I was sort of trying to find out what the basic constants in Will’s mind were when he put things together. When two time-outs had the same time were they supposed to be the same or were they coincidentally the same? Who knows? How many places do you have to change when you want to change one of the constants? If you discover dynamically that you’re not waiting long enough for something to happen and it is timing out when it shouldn’t, you know that you can’t just change that one time-out because these things are interrelated.

So I made a whole bunch of sharp sign defines, basically, to try to find the smallest number of independent constants. I remember doing that because it was just really scary. It was one of the places where I was dabbling in things that really nobody understood because a lot of those constants Will had put in intuitively and we had tuned to make work, one by one. The time-out isn’t big enough and so we would make it bigger, not doing it by first principles or algebra, but just tuning it until it works.

Seibel: Did you find bugs that way or did you just put it on a more solid footing so that as things changed, you could change things in a way that wouldn’t require endless retuning?

Cosell: I don’t recall finding any bugs. But there were undoubtedly some places where there were timers that now had different values than they used to, but not operationally significant ones, just defensively different ones. It was less so that you could change it if you have to; really it was so that it made the program easier to understand. I hated having a program that had 200 randomly chosen independent constants scattered throughout it and knowing that they have something to do with the heartbeat of the network. I think it simplified some of the code. It made it easier to fathom what was going on. It also let us use more symbolic constants. Eight times diameter plus pulse time or something like that would be understandable.

Will was sort of the advanced idea man. I remember complaining to Frank Heart about this once, that he got to work on the projects right out of the box because BBN was doing a lot of very cutting-edge stuff and he was terrific at finding ways to do things that couldn’t be done before.

He was not as good at getting 100 percent done nailed-down code. He was really good at getting 75 or 80 percent pretty good code that worked most of the time. Will had already gone on to, I think, the TIP, and Dave and I were still working on the IMP system and that’s when I redid the routing algorithm because it had funny constants and I didn’t understand it. So it was still Will’s routing algorithm but recoded with my style. And I think it was a little more solid. At least I understood if it was going to oscillate, why it was going to oscillate, because I made it oscillate.

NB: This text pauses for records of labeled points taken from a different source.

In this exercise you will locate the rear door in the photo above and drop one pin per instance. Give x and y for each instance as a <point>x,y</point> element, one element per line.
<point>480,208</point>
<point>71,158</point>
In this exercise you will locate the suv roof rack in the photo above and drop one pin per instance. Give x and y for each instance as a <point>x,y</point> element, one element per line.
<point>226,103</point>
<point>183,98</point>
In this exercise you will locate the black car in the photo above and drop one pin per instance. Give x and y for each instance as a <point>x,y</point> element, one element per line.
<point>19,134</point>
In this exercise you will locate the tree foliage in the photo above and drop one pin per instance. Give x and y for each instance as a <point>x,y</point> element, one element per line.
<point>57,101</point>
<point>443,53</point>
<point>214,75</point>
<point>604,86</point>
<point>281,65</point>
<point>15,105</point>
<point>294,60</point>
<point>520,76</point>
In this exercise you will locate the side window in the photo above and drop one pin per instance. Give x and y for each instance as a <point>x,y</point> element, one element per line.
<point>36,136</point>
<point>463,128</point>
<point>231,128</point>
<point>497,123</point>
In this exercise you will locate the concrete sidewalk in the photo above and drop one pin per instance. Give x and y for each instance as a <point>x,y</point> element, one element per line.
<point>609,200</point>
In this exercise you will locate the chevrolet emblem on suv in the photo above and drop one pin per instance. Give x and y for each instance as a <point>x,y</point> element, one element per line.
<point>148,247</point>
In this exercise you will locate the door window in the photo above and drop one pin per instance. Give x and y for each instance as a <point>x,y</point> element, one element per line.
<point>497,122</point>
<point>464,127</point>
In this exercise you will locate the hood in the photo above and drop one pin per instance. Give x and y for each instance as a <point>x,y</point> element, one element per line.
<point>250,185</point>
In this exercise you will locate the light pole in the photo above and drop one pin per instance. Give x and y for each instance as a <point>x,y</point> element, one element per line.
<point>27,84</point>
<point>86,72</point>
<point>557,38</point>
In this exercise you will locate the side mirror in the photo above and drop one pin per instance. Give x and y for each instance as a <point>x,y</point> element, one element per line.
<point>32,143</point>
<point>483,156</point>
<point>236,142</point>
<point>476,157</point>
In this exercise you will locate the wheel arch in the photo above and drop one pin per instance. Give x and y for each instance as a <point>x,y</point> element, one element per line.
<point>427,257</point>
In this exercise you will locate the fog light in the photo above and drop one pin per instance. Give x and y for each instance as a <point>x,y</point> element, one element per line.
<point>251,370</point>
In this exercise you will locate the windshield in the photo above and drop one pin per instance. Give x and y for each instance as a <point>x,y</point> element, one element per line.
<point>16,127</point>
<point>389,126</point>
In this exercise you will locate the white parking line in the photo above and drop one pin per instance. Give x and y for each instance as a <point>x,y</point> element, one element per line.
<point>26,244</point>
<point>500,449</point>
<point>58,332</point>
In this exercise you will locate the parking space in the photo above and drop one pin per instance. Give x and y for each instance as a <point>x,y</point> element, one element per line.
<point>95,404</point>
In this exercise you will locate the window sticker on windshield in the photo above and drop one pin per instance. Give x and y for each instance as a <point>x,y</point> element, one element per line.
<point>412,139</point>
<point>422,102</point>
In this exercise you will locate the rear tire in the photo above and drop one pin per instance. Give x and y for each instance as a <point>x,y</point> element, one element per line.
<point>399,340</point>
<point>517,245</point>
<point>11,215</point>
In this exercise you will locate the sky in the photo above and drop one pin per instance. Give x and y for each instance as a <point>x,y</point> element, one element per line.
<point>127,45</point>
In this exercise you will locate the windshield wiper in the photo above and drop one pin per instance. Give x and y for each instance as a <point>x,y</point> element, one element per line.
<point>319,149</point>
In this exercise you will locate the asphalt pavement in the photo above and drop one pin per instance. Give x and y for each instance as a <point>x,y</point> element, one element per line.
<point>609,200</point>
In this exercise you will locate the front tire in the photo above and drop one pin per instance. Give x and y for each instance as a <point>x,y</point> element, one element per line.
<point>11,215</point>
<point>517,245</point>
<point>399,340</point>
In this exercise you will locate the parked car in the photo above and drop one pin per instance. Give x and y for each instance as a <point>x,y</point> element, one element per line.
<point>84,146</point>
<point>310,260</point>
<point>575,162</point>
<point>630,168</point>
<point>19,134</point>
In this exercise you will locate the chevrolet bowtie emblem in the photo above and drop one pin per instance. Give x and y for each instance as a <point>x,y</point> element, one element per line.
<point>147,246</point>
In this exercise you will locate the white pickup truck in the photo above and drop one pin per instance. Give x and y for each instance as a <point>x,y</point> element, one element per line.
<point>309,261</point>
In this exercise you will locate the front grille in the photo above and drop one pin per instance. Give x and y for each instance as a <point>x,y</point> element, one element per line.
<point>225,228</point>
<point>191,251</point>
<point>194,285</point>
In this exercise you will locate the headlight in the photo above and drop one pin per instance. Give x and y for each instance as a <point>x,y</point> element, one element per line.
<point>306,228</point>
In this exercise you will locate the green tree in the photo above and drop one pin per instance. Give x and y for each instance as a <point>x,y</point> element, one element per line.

One of the places where Will Crowther and I absolutely differed—and I had to put in hours and hours of work and even then he was skeptical—was he believed that when you reassemble a program you add more bugs than you remove. So he used to keep notebooks with pages and pages of patches. He would go as long as he could patching the existing system before he had to reassemble. Those patches were of patches on top of patches and so complicated that often his prediction was a self-fulfilling prophecy. It was hard, after all of that, to get it just right so that it turned out to be what the patches were actually saying.